Улыбка у него была приятная, вежливая, совсем не военная, хотя он еще до первой войны был штабс-капитаном.

— Ну, как жизнь, молодежь? — спросил с бодрячинкой.

— Ничего, — сказал я.

— К аттестату зрелости готовится, — обнял меня Генка. — Достоевского в читалке изучал.

— Валера очень серьезный мальчик, — сказала Генкина мать.

— Значит, опять Федора Михайловича признали, — улыбнулся старик. — Одно время его вовсе исключили. Я, признаться, не поклонник. Вот Тургенева Ивана Сергеевича или Чехова Антона Павловича — этих пожалуйста! Этих — хоть каждую неделю по часу на ночь. А Достоевского — тяжеленько. Конечно, жизнь у него была особенная. Его, Клава, чуть не казнили, на эшафоте помиловали.

— Господи, — вздохнула Генкина мать, но больше из приличия.

— Но читать не могу. Тяжко, — добавил Петр Васильевич. — После революции, врать не буду, не раскрывал. Вот не думал, что его в программу вернут. Значит, на аттестат зрелости сдаете? Хорошее дело. А мой с техникумом связался. Бросай ты, Геня, этот техникум, сдавай на зрелость и вперед широкой дорогой!..

Старик — теперь я заметил — уже успел хлебнуть. Генка был красный, стеснялся родителя, но пока помалкивал.

Гости, а точнее — родичи, что набивались в комнату, были двух мастей: отцовские — интеллигенция и материнские — Трехгорка. Генкина тетка, врачиха Лидия, долго обнимала брата, целовалась с ним и плакала. Только и слышалось:

— Вова… Леня… Вовочка… Леня…

Леня был ее мужем, майором медслужбы. В сорок третьем году осенью он вдруг ни с того ни с сего застрелился на дежурстве в харьковском госпитале. Их мальчишке даже пенсии не положили. А Вова — это Генкин брат, который считается пропавшим без вести.

Петр Васильевич гладил сестру по голове, и у самого тоже текли слезы. Вдруг я заметил, что он похож на Козлова, только старше, как-то помягче, домашнее. Но все равно мне не по себе стало. Вот так теперь всюду-всюду натыкайся на Павла Ильича…

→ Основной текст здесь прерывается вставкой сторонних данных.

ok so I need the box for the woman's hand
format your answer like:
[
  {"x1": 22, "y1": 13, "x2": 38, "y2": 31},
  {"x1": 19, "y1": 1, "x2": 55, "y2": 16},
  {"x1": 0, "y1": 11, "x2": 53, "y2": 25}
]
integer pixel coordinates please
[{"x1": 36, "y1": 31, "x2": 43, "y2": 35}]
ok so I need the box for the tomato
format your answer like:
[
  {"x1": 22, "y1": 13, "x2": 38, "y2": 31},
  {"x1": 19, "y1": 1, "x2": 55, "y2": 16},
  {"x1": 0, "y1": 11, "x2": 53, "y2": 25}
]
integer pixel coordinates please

Брат Генкиного отца, Вениамин, был худой, изможденный инженер-химик, на две головы выше подполковника, а супруга у него была, видно, из бывших красавиц, располневшая, крашеная (небось, перекисью водорода). Было ясно, что муж у нее под туфлей и что она его родней требует.

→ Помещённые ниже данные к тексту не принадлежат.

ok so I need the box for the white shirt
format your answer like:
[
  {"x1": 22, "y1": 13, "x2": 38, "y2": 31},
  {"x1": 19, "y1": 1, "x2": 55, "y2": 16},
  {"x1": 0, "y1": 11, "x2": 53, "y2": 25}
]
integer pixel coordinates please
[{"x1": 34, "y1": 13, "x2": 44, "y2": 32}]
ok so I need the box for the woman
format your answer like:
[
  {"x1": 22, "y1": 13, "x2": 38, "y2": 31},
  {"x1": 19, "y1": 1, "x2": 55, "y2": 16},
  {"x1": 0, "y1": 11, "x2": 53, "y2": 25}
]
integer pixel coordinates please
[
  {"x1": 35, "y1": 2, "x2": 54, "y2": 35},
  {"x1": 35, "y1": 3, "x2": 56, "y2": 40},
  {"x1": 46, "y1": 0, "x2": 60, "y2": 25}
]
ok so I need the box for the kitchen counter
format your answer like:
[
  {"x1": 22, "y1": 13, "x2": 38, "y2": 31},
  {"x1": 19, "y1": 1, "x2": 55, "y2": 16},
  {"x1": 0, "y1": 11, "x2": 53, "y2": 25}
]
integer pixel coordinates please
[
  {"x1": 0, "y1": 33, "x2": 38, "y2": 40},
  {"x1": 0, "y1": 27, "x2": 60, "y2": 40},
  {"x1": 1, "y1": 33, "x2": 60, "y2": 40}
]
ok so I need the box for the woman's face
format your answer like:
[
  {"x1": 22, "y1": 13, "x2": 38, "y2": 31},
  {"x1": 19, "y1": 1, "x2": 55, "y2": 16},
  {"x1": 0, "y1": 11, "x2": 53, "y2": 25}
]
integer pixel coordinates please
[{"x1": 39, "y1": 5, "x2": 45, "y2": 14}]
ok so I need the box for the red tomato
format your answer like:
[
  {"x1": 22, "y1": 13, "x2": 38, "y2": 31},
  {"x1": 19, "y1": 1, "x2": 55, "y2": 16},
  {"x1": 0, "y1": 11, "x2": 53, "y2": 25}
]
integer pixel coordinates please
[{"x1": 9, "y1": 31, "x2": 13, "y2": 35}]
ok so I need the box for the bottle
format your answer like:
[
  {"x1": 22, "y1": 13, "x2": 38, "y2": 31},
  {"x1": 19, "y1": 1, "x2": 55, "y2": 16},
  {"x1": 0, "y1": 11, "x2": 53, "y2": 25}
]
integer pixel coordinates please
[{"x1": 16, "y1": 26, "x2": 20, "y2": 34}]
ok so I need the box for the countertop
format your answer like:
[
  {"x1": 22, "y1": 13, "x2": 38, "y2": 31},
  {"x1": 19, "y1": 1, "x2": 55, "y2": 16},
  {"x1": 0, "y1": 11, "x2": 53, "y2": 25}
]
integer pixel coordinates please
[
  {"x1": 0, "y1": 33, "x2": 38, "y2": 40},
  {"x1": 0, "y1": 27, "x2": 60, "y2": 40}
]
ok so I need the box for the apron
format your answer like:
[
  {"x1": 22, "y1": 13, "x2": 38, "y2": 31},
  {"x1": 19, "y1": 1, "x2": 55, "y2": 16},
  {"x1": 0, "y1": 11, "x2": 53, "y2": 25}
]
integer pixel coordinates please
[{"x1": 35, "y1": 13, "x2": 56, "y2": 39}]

Трехгорка — та была попроще. Женщины целовались громко, а мужиков было только двое: один молодой, мастер прядильного цеха, он от фронта имел броню, а второй с перчаткой вместо руки и с повязкой на глазу — бывший сапожник Семен. Теперь он промышлял на Тишинке.

— Привет, борона, — кивнул мне, потом хлопнул Генкиного родителя здоровой рукой и сказал: — Молодец, Петя, что жив остался. Будет у кого закусить и выпить.

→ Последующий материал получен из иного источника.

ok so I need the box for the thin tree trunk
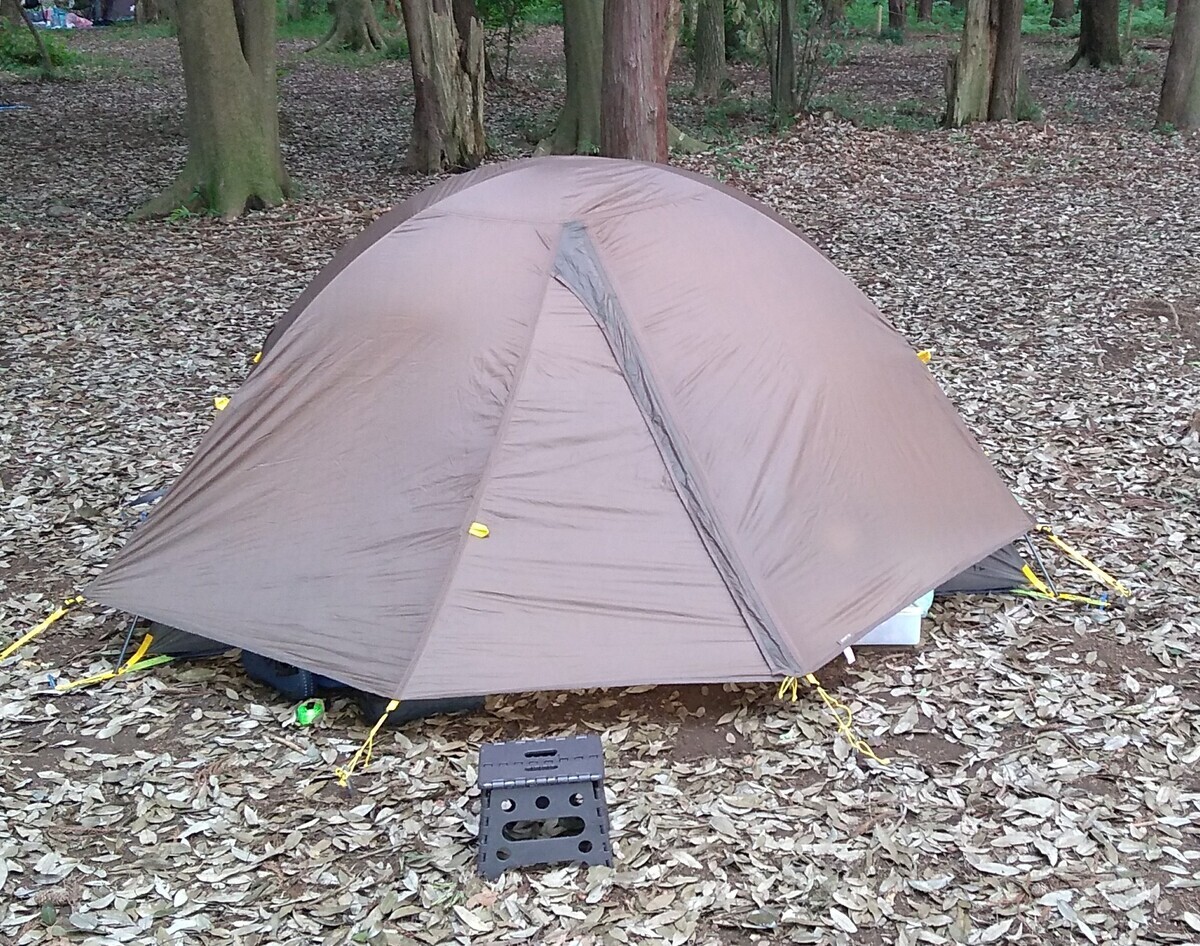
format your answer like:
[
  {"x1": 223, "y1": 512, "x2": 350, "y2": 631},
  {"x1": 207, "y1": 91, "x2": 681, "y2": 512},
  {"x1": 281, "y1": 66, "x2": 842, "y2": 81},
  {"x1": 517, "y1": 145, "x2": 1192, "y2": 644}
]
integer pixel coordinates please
[
  {"x1": 1071, "y1": 0, "x2": 1122, "y2": 67},
  {"x1": 1167, "y1": 0, "x2": 1179, "y2": 18},
  {"x1": 769, "y1": 0, "x2": 796, "y2": 121},
  {"x1": 315, "y1": 0, "x2": 386, "y2": 52},
  {"x1": 692, "y1": 0, "x2": 726, "y2": 98},
  {"x1": 601, "y1": 0, "x2": 670, "y2": 161},
  {"x1": 1159, "y1": 0, "x2": 1200, "y2": 128},
  {"x1": 5, "y1": 0, "x2": 53, "y2": 74},
  {"x1": 889, "y1": 0, "x2": 907, "y2": 32},
  {"x1": 400, "y1": 0, "x2": 486, "y2": 171},
  {"x1": 946, "y1": 0, "x2": 1026, "y2": 126},
  {"x1": 139, "y1": 0, "x2": 290, "y2": 219},
  {"x1": 1050, "y1": 0, "x2": 1074, "y2": 26},
  {"x1": 918, "y1": 0, "x2": 933, "y2": 21}
]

— Скажешь тоже, — фыркнула его жена. — Горе с ним, Петр Васильич. Стакана теперь из руки не выпускает.

— Ну, повезло-поехало, — сказал ей Семен, точь-в-точь как Вячин своей матери, но тут же улыбнулся: — Что ж, приступим, товарищи. С возвращением полководца. Только борону, — он ткнул в меня протезом, — рядом не сажайте.

— Ты чего к человеку привязался? — вступилась Генкина мать.

— Молчи, Клаша, — сказал Семен, садясь первым за стол. Он уже вооружился вилкой и подхватил с краю кусок рыбехи. — Прошлый раз, Клаша, у меня чуть кишки не свело. Ты бы слыхала, чего Валерка заливал про евреев.

Я покраснел. Черт дернул меня однажды напиться с этим спикулем. У меня была одна собственная мысль. Я ее сам долго выводил и вдруг спьяну выложил этому дураку. И вот теперь он ее поганил. И я — тоже хорош! Ведь давно дал слово не говорить о евреях с инвалидами. Еще в Сибири зарекся. Мы как-то летом сидели с ребятами в библиотеке Дворца металлургов. Весь дворец пустили под госпиталь, только библиотеку оставили. Ход в нее был через парк. Там паслись раненые. Один безногий, совсем еще пацан, поманил меня, когда мы домой шли, и костылем показал на моего кореша Мишку Израйлита:

— Ты чего с жидом ходишь?

Я молча ушел. Чего было делать? Этот раненый и с ногами был, видно, лядащенький. Я, пятнадцатилетний, ей-богу сковырнул бы его одним пальцем. Но инвалидов уже поздно отучать от антисемитизма.

— Ты очекурел бы, Петя, — забавлялся Семен, набивая рот черняшкой. — Умников поразвелось. Такое скажут… Жидов, говорит, мы не любим оттого, что от немцев не уберегли. Стыдно, говорит, мол, нам, русским, что их спасти не могли. Из-за стыда их, пархачей, и ненавидим. А почему стыдно? Мне вот не стыдно! На, гляди! — Он поднял правую руку и перекрестил ее у плеча протезом. Получилось неприлично. Только, по-моему, не все заметили, а может, не поняли. Один Генка покраснел.